Não diga não, seu Oscar
... Era homem humilde, professor, aposentado, de escola pública e sem queixumes. Os hábitos moderados lhe possibilitaram pisar sempre no terreno firme do equilíbrio. Pela manhã cuidava da casa e do almoço. Metódico. Nas terças-feiras comia Cenouras à Dumas. As cenouras fervidas no vinho transportavam-se olorosamente rua afora. Emilia passava sempre diante da casa, era apaixonada pelo Oscar. Flutuava no aroma das terças-feiras carregando uma paixão oculta, das mais estranhas; e que ele mesmo sequer podia adivinhar.
Quando lhe sobrava tempo gostava de ouvir o programa “não diga não” na Rádio Falinha, quando ainda não era na televisão via-satélite. Depois veio a televisão por todos os lados e a poltrona naquele horário apresentava a força de um poderoso ímã na vida de seu Oscar.
Por modesto de hábito e pecúnia, havia abandonado certos desejos. Durante anos vivera subjugado pela vontade da riqueza. Porém a sorte jamais lhe cedera sequer um só gesto de afeto. Após cada jogo desperdiçado lhe sobrava apenas os ossos de um vazio insubornável se agitando em seus contínuos exercícios de alcançar decididamente a riqueza. Até que um dia abandonou a sensação desse ato adorável, e nunca mais fora visto apostando em casa de jogos. Ele mesmo haveria de julgar inúteis todas as apostas que havia feito nesses setenta e cinco anos de idade. Tivesse guardado o dinheiro das apostas, estaria bem melhor de vida.

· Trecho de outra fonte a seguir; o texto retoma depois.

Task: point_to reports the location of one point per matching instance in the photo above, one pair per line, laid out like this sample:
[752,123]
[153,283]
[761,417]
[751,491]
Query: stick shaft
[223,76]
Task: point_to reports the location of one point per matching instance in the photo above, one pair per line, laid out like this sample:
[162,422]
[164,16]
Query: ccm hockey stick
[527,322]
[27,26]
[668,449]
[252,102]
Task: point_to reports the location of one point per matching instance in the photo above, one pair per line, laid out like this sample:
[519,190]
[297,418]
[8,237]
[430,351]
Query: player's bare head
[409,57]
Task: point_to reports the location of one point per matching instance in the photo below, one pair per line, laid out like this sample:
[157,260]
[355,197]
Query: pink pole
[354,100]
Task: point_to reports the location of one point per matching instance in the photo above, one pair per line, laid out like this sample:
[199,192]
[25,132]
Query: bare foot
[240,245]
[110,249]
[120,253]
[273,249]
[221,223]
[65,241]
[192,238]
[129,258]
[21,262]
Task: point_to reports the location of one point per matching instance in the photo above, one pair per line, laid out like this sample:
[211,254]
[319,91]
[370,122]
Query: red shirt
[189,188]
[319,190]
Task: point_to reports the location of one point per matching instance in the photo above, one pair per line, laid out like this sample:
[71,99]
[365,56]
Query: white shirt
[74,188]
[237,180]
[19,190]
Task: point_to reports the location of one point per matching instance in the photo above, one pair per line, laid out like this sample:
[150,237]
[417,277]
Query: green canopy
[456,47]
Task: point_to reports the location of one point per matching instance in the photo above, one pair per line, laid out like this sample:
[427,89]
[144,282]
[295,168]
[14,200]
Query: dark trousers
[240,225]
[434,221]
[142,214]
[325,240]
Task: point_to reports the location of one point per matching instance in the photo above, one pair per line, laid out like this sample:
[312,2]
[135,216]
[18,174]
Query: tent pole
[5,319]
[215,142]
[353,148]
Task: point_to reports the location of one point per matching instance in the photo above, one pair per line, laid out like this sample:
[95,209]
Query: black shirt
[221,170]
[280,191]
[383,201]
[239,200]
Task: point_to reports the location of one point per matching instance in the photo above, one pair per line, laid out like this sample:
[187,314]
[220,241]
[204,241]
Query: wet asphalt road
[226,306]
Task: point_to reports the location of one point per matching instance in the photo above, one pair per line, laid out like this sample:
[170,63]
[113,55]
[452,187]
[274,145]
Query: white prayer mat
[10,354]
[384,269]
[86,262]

Um romance com tal Pimentel dos Arcos lhe valeria a mais adorável das surpresas: aquela que vem ilustrada. Através dela recebeu o convite dourado para participar do “Show Televisivo” Marlão Rodrigues no quadro “não diga não!”. O dia parou dentro de seu coração com a melhor memória disponível, além do melhor sonho empossado em sua vida. Foi em julho, mês de rigor, quando os pássaros congelam nos fios elétricos, e até a alma tem a transparência embassada. A própria cidade se convenceu da alegria na figura especial do convidado. Vazava nele um orgulho pincelado oriundo dos poucos inimigos. Todos dissidentes das velhas fanfarronadas. Seus desafetos em realidade estavam zarolhos de despeito. Oscar desfilava pela pacata atlântica avenida da cidade com alegria comparável a de um caniço dando uma paliçada num carvalho. Era um exemplar vaidoso de sapateiro que carregasse o cintilante rei na barriga.
Noite de sexta-feira. Lua cheia. Todas as televisões ligadas no satélite. Até o frio da invernia havia cedido lugar ao ar abafadiço daquelas curiosidades conectadas ao mesmo tempo. Oscar deveria resistir aos dez minutos mais tensos da sua vida sem dizer a palavra “não”, e apenas isso o transformaria de homem pobre em figurão rico da cidade. O locutor – É verdade que o senhor não usa camisinha? Seu Oscar – Sim. O Locutor – O senhor vai pagar imposto de renda duas vezes caso ganhe o prêmio? Seu Oscar – Sim. Pagarei imposto redobrado. É a melhor coisa do mundo. O Locutor – O senhor vai despido a missa de sétimo dia? Seu Oscar começou a suor frio. Estava sendo levado ao terreno crítico das suas profundas convicções. Era ele na terra e Deus no céu. Sentiu a vontade imensa de gritar “olhe aqui, desgraçado, não vou despido a missas de sétimo dia!” Se conteve ao máximo. O tempo escorria. Escachoava-lhe o suor salgado pela testa. A pergunta final foi colocada quase em sua boca pela rapidez da indução: Locutor: O senhor disse "sim" inconscientemente? O senhor Oscar respondeu “claro que sim!”. A platéia veio abaixo. Estava rico. O pesadelo havia acabado.